There are too many people like these in the country who want something for nothing, but bear in mind the best things in life are free and if anyone values financial and material assets more expecting others to go without or pay the price, then the best things in these people’s lives are not worth very much.

I am sorry to hear they are still burdened with this debt.

Serves you right. You had the money and didn’t want to repay it; now you’re stung with court costs equal to the debt you’re trying to evade. There is justice in this world.

John W, it seems the justice in this world is that everybody loses out except the lawyers who always profit from other people’s suffering.
The banks lose out on the money, the Rankines lose the money but the lawyers make over £100,000
I’m not sure I would call that justice.

As Murphy has already requested, can anyone who has been successful in a DIY claim please leave information on specific reference material on this site.

Unfair credit agreement claims refers to the process under which an aggrieved customer seeks out to reclaim the amount paid for a loan if the agreement executed is unfair. In a stricter sense, it means that if a person is a victim of an unfair loan agreement for which he has been making payments, he / she can make claims to seek the return of the money. This is common practice in most countries.

The claim can be sought on various financial products resulting in credit card agreement claims, unsecured loan claims and personal finance claims. There are agencies which specialise in helping victims of unfair credit agreements seek a refund. These agencies charge a fee to carry out the process. The claim process will not be completed overnight since it involves a lengthy process of negotiations. However, at every step, the customer is updated on the developments. The fee ranges differ and depend on the number of agreements. For instance, there are agencies which charge £150 for claims over £2,000.

It is up to the customer to choose the agency which can help in securing the claims. There are various agencies all over the country that specialise in this particular line of work. You can employ the services of such agencies in case you have legitimate claim in view of an unfair credit agreement. These agencies can be tracked through the internet or through local advertising. There is also a chance for the potential customer to evaluate their process by looking into past cases and successfull claims. The reviews of the agency’s performance are available for perusal.

Once you contact an agency, make your case very clear. Never try to hide or destroy facts. The agency will decide whether you have a genuine case by looking into all the relevant paper work. In case you are not in possession of the documents concerned due to loss or theft, the agency will help you. The agency will contact the lender concerned and obtain the relevant documents through the official process. However, this requires the payment of an extra fee by the customer. If the agency finds that your case is genuine, it will take it up; however, if the agency dismisses your application on merit, you have the liberty to visit another agency, make sure they opperate a refund policy. The best advice is to make sure that you have a genuine case by cross checking the credit agreement details with the banking and credit regulations.

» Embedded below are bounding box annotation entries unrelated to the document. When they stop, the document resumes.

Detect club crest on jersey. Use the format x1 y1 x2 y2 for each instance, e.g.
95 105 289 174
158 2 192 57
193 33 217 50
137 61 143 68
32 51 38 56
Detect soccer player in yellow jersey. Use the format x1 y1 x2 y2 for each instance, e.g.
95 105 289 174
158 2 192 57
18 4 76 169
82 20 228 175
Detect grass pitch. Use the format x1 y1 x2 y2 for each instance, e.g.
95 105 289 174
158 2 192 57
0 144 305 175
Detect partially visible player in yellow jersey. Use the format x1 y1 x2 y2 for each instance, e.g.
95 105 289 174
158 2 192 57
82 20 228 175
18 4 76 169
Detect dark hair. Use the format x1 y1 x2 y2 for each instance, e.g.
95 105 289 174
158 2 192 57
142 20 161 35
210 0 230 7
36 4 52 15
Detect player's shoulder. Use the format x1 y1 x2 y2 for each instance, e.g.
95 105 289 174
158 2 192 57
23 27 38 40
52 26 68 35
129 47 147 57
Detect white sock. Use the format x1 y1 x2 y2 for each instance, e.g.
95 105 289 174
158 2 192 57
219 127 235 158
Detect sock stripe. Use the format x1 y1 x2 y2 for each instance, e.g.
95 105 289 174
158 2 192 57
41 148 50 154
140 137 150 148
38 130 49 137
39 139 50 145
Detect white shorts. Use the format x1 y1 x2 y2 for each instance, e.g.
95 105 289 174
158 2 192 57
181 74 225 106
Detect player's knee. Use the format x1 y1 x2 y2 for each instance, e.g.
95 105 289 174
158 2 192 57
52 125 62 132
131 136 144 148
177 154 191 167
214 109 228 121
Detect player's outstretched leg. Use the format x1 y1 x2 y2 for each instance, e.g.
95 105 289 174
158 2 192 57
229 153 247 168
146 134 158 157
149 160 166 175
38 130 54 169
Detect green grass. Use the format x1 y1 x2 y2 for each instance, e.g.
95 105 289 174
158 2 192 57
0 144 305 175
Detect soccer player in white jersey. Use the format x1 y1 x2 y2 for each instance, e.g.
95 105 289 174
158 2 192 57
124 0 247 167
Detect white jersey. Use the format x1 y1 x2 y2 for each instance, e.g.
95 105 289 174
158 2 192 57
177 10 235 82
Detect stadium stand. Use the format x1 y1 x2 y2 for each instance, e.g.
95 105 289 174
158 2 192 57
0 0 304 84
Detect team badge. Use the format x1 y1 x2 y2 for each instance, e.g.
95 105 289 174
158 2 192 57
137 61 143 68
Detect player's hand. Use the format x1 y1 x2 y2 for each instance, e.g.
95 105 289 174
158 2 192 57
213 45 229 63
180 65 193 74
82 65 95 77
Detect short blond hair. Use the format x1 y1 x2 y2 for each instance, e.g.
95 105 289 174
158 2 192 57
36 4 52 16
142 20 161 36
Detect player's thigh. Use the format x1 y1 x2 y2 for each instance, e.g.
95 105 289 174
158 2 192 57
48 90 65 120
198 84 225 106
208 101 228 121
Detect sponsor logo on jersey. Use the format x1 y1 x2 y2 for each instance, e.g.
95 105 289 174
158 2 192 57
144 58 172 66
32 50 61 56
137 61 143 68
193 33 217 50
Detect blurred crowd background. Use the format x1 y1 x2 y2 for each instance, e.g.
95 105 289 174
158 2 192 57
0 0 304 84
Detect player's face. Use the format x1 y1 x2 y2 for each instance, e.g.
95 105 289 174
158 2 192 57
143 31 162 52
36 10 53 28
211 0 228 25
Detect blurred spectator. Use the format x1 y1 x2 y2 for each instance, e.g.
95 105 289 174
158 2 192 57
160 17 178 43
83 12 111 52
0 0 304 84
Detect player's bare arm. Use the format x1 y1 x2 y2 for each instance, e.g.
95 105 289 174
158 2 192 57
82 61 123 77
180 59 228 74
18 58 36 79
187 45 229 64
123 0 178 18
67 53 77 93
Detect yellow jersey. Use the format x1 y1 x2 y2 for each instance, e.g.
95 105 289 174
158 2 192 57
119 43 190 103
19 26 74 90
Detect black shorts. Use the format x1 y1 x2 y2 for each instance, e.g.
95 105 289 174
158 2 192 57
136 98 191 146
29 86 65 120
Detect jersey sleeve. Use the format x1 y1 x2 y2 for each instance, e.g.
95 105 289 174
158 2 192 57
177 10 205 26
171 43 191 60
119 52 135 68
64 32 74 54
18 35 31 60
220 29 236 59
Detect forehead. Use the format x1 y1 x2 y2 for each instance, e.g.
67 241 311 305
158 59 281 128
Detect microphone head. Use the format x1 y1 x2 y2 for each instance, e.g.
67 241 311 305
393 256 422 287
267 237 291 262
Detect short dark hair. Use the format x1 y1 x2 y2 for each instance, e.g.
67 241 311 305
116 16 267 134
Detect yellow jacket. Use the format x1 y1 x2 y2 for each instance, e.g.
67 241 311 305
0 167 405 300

In an effort to make sure that the credit agreement has been executed with your full knowledge, the agency will carry out a study. In the case where you are fighting a losing battle, the agency will not be in your favour. So be it any kind of loan or credit agreement, the aggrieved customer has to be very clear about the issue.

This company list success case, visit http://angliacreditissues.wordpress.com/2008/11/08/unfair-credit-agreement-credit-issues-claim-further-success/

I’m afraid to make a claim against my bank. It’s about to collapse. I might be the final straw. :)

This is a good step to fight against unfair bank charges. Good going. We are all with you.

This is the policy of most of the banks that they try to afraid people and claim unnecessary bank charges.